← Back to context

Comment by benswerd

8 hours ago

I recommend running the agent harness outside of the computer. The mental model I like to use is the computer is a tool the agent is using, and anything in the computer is untrusted.

6 comments

benswerd

Reply
jeremyjh  8 hours ago

I would recommend not giving an agent the full run of any computing environment. Do handle fine grained internet access controls and credential injection like OpenShell does?

  • benswerd  8 hours ago

    I used to believe this, but I think the next generation of agents is much more autonomous and just needs a computer.

    The work of a developer is open ended, so we use a computer for it. We don't try to box developers into small granular screwdrivers for each small thing.

    Thats whats coming to all agents, they might want to run some analysis with python, want to generate a website/document in typescript, and might want to store data in markdown files or in MongoDB. I expect them to get much more autonomous and with that to end up just needing computers like us.

    • jeremyjh  2 hours ago

      The difference is that I am not always legally liable for what a rogue developer does with their computer - if I had no knowledge of what they were up to and had clear policies they violated then I'm probably fine. But I'm definitely always liable for anything an agent I created does with the computer I gave it.

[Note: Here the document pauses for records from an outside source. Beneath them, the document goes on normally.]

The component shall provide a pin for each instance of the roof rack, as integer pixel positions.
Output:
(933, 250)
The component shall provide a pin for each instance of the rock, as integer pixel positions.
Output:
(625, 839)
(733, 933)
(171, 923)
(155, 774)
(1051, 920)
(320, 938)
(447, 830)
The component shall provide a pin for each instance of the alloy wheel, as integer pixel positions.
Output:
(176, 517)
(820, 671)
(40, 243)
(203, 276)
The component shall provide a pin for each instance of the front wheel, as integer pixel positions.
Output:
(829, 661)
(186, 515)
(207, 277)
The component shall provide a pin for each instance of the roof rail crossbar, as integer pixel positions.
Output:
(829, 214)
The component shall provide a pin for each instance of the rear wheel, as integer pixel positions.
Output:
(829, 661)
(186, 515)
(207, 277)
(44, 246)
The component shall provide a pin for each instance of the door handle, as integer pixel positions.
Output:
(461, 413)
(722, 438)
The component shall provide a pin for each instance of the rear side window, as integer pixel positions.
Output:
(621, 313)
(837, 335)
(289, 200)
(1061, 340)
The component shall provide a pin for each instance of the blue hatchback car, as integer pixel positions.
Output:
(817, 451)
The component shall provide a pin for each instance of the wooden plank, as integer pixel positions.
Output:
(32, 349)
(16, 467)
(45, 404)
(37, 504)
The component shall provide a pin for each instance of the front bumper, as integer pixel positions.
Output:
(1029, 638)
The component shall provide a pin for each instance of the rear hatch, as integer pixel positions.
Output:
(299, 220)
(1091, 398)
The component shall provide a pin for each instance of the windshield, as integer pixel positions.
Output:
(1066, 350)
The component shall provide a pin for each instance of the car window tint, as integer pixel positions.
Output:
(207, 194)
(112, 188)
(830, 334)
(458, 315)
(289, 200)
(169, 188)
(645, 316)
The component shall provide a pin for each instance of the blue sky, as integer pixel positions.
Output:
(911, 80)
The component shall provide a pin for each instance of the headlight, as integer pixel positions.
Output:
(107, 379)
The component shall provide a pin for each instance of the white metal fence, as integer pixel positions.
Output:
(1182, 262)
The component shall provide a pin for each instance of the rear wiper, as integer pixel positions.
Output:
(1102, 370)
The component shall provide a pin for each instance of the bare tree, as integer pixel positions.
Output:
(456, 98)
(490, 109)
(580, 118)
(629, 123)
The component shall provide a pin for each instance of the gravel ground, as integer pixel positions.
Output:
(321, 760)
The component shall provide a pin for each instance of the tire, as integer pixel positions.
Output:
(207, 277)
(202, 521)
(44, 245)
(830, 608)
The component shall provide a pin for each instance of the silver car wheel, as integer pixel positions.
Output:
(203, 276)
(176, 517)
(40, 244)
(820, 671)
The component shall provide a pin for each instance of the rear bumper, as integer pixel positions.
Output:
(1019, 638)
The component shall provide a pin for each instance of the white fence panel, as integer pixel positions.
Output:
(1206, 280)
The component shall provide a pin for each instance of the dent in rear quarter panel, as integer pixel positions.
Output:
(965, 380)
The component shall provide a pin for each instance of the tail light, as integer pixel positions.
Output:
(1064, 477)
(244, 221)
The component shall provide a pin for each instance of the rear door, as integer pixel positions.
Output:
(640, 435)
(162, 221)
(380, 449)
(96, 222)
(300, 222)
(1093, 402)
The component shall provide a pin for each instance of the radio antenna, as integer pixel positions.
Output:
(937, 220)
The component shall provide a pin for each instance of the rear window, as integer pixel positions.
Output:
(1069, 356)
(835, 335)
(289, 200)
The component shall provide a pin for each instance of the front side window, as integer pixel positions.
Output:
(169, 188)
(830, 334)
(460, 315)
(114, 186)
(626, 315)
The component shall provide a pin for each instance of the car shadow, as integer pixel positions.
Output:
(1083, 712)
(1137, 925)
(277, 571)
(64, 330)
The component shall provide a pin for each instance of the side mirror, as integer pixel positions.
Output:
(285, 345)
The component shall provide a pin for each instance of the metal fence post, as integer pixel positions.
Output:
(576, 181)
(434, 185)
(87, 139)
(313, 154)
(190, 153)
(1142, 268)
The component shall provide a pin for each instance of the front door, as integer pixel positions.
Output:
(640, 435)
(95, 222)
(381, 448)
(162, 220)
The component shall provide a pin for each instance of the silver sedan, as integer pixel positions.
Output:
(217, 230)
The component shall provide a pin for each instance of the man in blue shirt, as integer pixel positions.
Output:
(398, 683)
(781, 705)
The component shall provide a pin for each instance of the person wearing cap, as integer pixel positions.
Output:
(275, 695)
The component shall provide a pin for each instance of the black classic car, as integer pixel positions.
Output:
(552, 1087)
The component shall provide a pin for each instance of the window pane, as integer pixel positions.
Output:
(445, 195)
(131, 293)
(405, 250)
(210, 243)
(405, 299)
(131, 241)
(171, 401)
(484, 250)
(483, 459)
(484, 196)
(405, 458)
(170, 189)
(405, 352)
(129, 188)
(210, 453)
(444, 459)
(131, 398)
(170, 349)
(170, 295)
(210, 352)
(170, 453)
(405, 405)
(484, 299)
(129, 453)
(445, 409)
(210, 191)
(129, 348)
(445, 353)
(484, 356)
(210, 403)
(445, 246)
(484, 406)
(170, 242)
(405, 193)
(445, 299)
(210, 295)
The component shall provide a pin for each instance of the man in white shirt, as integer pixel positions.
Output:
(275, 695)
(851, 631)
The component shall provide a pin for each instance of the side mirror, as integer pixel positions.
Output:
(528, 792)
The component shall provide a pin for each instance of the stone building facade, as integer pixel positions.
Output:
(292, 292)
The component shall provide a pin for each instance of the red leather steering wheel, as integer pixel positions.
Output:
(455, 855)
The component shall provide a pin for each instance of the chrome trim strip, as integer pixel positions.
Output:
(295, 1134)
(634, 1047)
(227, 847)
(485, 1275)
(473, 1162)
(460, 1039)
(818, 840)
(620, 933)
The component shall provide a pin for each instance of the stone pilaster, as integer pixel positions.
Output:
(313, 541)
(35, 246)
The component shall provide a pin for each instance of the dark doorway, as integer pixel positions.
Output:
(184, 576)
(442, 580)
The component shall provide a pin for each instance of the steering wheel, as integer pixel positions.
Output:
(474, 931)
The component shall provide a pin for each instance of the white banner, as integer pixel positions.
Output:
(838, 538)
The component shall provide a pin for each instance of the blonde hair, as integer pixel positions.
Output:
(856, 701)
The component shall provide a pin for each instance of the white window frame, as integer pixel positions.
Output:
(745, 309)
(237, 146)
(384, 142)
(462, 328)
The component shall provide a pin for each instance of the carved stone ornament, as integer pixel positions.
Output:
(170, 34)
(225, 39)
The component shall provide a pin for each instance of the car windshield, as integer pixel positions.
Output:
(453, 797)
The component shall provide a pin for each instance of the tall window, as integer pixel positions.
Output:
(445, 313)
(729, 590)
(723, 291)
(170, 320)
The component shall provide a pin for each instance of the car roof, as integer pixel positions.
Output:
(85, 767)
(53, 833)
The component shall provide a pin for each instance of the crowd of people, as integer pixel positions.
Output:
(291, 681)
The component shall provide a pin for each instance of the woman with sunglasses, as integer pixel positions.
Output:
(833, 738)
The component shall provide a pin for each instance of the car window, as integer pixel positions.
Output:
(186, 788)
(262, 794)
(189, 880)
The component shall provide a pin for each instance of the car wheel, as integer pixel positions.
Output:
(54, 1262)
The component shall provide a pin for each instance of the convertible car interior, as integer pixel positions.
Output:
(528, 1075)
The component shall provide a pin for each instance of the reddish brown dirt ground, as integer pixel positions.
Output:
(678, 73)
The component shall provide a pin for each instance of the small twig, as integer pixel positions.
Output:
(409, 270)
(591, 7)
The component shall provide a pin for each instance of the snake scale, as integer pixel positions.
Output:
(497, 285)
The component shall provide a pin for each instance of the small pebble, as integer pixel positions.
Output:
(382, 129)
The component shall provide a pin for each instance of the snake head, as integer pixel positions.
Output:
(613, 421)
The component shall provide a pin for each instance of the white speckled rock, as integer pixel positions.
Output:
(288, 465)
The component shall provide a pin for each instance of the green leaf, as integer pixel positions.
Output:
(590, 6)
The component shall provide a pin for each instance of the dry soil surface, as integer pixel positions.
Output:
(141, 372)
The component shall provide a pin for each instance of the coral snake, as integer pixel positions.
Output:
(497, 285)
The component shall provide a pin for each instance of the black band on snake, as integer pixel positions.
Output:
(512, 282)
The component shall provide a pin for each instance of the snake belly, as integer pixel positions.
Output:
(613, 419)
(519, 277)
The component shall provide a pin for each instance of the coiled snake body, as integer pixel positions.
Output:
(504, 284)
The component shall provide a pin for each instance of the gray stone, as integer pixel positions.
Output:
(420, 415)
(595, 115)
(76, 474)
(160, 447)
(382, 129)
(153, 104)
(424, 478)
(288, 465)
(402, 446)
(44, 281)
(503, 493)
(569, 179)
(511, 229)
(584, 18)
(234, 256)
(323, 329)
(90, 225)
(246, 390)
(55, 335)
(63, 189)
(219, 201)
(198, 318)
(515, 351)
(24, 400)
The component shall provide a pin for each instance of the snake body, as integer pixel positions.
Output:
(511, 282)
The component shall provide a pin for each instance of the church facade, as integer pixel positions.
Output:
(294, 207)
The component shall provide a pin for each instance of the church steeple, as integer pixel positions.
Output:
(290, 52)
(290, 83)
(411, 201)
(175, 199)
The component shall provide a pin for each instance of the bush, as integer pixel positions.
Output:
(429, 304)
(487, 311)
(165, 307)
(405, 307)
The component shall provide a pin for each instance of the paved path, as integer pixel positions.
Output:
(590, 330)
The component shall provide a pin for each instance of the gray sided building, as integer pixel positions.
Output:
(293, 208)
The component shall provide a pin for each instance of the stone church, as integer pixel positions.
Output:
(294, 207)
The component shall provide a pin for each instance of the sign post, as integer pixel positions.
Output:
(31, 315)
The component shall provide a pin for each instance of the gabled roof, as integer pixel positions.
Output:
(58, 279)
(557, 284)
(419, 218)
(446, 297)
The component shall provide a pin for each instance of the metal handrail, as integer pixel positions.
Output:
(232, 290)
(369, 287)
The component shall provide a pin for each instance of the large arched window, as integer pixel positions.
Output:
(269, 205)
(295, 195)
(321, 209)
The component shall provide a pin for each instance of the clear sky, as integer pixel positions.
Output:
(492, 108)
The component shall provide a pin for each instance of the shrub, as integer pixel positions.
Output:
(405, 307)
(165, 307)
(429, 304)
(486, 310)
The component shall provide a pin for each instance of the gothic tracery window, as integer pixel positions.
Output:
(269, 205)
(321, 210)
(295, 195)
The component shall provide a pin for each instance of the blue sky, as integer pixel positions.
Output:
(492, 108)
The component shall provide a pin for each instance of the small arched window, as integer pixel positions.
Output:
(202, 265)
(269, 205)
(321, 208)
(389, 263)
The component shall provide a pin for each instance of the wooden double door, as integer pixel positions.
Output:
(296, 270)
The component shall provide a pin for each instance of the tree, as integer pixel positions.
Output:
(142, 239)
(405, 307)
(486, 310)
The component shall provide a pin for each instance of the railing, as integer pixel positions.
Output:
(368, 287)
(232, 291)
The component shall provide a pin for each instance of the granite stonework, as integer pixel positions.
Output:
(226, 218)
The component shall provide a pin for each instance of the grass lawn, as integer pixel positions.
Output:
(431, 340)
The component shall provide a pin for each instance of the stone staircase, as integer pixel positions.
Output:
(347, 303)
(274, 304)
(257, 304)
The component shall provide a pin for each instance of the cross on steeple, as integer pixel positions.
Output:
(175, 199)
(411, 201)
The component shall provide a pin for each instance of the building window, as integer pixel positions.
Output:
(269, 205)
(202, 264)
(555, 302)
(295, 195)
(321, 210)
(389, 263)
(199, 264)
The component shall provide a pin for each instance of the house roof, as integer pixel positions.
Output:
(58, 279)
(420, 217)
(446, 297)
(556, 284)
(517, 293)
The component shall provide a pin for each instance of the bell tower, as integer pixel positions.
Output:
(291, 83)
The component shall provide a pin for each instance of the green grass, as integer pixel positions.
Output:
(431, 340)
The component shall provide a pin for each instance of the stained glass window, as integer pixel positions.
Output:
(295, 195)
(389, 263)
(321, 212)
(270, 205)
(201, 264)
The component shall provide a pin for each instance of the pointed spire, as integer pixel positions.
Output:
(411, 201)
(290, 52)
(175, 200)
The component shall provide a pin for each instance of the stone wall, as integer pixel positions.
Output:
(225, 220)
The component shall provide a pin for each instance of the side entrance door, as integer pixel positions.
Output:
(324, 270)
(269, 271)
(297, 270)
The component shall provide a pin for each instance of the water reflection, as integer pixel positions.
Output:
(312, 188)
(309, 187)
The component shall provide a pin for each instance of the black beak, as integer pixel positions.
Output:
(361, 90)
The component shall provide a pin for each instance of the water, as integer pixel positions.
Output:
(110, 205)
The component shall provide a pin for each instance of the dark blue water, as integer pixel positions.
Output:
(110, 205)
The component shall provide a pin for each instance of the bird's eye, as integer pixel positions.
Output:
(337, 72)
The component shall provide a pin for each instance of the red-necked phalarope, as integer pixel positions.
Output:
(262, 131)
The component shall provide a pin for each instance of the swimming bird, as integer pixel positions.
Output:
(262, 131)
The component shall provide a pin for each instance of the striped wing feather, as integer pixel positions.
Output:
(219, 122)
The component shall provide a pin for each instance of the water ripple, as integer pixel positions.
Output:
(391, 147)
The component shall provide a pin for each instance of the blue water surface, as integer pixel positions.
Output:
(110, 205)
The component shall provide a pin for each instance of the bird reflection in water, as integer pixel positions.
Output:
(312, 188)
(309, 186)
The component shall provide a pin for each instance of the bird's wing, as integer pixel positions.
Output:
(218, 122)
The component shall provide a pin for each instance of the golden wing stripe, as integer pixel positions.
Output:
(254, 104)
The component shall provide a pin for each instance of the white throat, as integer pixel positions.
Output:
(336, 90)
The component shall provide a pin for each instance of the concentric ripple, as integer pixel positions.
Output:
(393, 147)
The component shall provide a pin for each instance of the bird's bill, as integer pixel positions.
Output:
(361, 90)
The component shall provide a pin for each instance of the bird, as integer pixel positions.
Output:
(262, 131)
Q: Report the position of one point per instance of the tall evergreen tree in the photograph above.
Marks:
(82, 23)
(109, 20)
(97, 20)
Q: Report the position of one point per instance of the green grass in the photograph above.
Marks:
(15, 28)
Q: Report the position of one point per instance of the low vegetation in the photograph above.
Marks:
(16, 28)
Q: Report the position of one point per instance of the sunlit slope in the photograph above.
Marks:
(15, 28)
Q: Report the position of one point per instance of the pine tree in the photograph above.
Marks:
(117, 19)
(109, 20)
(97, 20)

      And while they are getting better I see them doing some spectacularly stupid shit sometimes that just about no person would ever do. If you tell an agent to do something and it can't do what it thinks you want in the most straightforward way, there is really no way to put a limit on what it might try to do to fulfill its understanding of its assignment.

croes  8 hours ago

The problem is the agent, which should be treated untrusted. The computer isn’t the problem

  • benswerd  7 hours ago

    Kind of. The chat logs of the agent are trustworthly, as should any telemetry you have on it or coming out of the VM. Its behavior should be treated as probabilistic and therefore untrustworthly.

    • lll-o-lll  21 minutes ago

      It’s untrustworthy because its context can be poisoned and then the agent is capable of harm to the extent of whatever the “computer” you give it is capable of.

      The mitigation is to keep what it can do to “just the things I want it to do” (e.g. branch protection and the like, whitelisted domains/paths). And to keep all the credentials off its box and inject them inline as needed via a proxy/gateway.

      I mean, that’s already something you can do for humans also.